Dec 13, 2019 | 8:02 AM

MONTREAL — Police officers who showed up at an east-end Montreal home Wednesday morning to break the news of a family member’s death instead discovered the bodies of a 42 year-old-woman and her two young sons, ages two and four.

Authorities went to the residence, located on a quiet cul-de-sac in the Pointe-aux-Trembles district, at around 8 a.m. to inform the family about the death of the boys’ father, who died by suicide Tuesday in Joliette, north of Montreal.

When there was no answer, they found the door unlocked and entered to discover the woman and her boys, all of whom were declared dead at the scene, a Montreal police spokesman said.

A heavy presence of police and emergency vehicles could be seen outside the modest two-storey brick townhouse, which was blocked off by orange police tape.

Const. Manuel Couture said the house was being treated as a crime scene. The deaths were considered “suspicious” but had not been ruled homicides as of early Wednesday afternoon. He said forensic investigators and technicians were expected at the scene over the course of the afternoon, while the police major crimes unit began probing the circumstances surrounding the deaths.

“Right now the investigators are looking for links, exactly when the death of all those people (happened),” Couture told reporters at the scene. 

The townhouse is listed in municipal records as belonging to Nabil Yssaad and Dahia Khellaf, who were registered as owners in April 2018. 

Court documents involving two people with the same names show that Yssaad, 46, was charged in August 2018 with assault with a weapon against Khellaf. He was acquitted last week after signing an agreement not to contact her and to stay away from her home and workplace, except for court-approved visitation.

On Wednesday, two neighbours told reporters at the scene that it wasn’t the first time law enforcement had been called to the home.

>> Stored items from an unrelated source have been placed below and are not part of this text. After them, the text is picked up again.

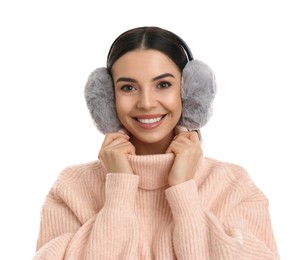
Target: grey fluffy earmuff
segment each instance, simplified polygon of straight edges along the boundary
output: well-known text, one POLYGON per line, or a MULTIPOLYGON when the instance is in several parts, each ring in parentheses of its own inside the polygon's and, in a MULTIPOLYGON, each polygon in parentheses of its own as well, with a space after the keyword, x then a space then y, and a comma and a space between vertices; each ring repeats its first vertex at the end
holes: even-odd
MULTIPOLYGON (((179 125, 188 130, 199 130, 212 115, 217 92, 215 75, 207 64, 191 60, 183 69, 182 78, 179 125)), ((117 132, 122 128, 116 114, 113 81, 107 68, 97 68, 89 75, 84 94, 91 117, 101 133, 117 132)))
POLYGON ((179 124, 188 130, 198 130, 212 116, 217 93, 215 74, 199 60, 189 61, 182 71, 182 115, 179 124))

One of them, Abdelaziz Abdelhak, said he’d seen police cars outside the residence “two or three times” previously. He described the father as an unsociable person who didn’t like being asked questions.

“It’s someone you can’t talk to. He refuses conversation,” said Abdelhak, who lives a few doors down. “He doesn’t say hello, he doesn’t want us to say hello to him.”

Yann Kedja, a 19-year-old neighbour, said he believes the family had been living at the address for about two years. He never met the father but would see the children playing outside in the summer.

“I saw the kids outside having fun and playing, and the mother was there having fun with them,” he said, calling the deaths a “horrible tragedy.”